What makes successful people the success they are—the competitors they are—is because they not only embrace and welcome the fear we all experience, but they use it to their advantage. We all face fear in some manner, but it is how we react to it that shapes us. This past weekend was always meant to serve as practice—practice in a highly charged environment, practice on a different stage, practice for what comes next. But that in itself, may have been when my error was first made.
It wasn’t practice.
I took away some important things from Westminster, and yet again I’ve been reminded of how awesome the people around me are. The crowd at Pier 94 had grown exponentially from when we first arrived at 5AM. When we hit the line at nearly noon, there were hoards of people around the ring gating, it was loud, it was electric. Bolt held his start line, unfazed by the throngs of people we had to rush through, by the thunderous clapping and screaming, by the cameras. He was unshakable—he was incredible. Our first run in standard started off fantastically well: he was fast, and responsive and I felt myself getting caught up in the energy of the place. Out of the tunnel it was a straight shot up an incredibly fast dogwalk. I took off. I didn’t look back and collect him, I disconnected. I heard collective gasps as I saw him leap from the top of the walk from the corner of my eye, unable to catch his balance and hold on. Thankfully he was fine, it was a good dismount all things considered. Immediately I kicked myself. The first rule of this sport is connection, it’s something I always remind my students of, and yet I had broken it.
The Q wasn’t what mattered here. What was so disheartening was that I didn’t feel like I used that standard run the way I wanted. It hadn’t been used as practice for Nationals. But now, looking back, I’ve had the wrong mindset all along. Competition can never be practice– at least not in the way I used to believe. Competition is separate; it is what our practices lead to. Competition is the only place where adrenaline and stress and fear and excitement collide. To do well in competition is to compete consistently, and to compete with a consistent mindset. Just thinking, or saying that a run “doesn’t matter” because it’s a “practice” for something else will never work. We cannot fool ourselves into truly believing that, and we certainly will never fool our dogs. There is a fundamental difference in our behavior, and in our psyche. What we must learn is to keep this change in check. To not let excitement, or stress, or adrenaline or especially fear take over. As someone whose input means much to me explained: there is a beast with you at every show—it is part of your team, and you have to control it until after the run is through. The Beast is fear, it is adrenaline, it is excitement, and it is our own expectations and want for results. The skills are there– the ability is there. Once we get a handle on it, everything else will fall into place.
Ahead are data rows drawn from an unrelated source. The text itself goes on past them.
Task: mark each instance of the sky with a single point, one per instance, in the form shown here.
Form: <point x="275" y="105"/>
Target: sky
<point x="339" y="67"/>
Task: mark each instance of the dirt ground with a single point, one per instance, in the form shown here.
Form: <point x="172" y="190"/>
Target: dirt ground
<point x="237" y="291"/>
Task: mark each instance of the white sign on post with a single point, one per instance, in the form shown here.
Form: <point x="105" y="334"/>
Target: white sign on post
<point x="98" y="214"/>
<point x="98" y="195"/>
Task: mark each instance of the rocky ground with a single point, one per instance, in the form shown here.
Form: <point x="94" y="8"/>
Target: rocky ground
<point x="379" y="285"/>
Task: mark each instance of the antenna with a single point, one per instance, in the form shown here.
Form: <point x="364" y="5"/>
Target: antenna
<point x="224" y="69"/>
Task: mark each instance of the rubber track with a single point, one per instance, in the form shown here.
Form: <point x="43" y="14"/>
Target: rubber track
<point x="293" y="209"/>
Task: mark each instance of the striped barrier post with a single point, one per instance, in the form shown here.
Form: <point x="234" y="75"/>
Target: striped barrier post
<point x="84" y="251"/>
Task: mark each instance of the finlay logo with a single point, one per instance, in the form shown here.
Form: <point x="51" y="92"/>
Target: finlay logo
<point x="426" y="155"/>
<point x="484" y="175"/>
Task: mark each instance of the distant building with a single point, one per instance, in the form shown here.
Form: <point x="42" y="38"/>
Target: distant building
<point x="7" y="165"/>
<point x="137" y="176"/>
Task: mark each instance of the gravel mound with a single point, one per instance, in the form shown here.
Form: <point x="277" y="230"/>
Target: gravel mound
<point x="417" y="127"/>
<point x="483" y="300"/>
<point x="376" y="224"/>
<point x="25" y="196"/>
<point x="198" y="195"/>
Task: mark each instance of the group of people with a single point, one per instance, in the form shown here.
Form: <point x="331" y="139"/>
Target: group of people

I did my best to take that mindset with me into the jumpers round. It was a considerably a better run. The crowd had grown even more, each ring exploding with applause after nearly every run. I wanted the chance to attack the course like I knew we could– but push it more than usual. We had the opportunity to go for it, so I embraced that. It was an awesome experience, even with the one bar. Bolt’s time was very competitive among a group of talented dogs and handlers. While it wasn’t how I envisioned the day going, it was a much better note to leave it on.
So maybe not as much of a failure as I first thought. Maybe not one really at all. Moving forward I will continue to take this with me. I will not just compete as practice, but rather compete with the intent to be a competitor. I will train with the intent to be a better competitor. The Beast will become a fully fledged member of our team– it’s already been there all along, after all.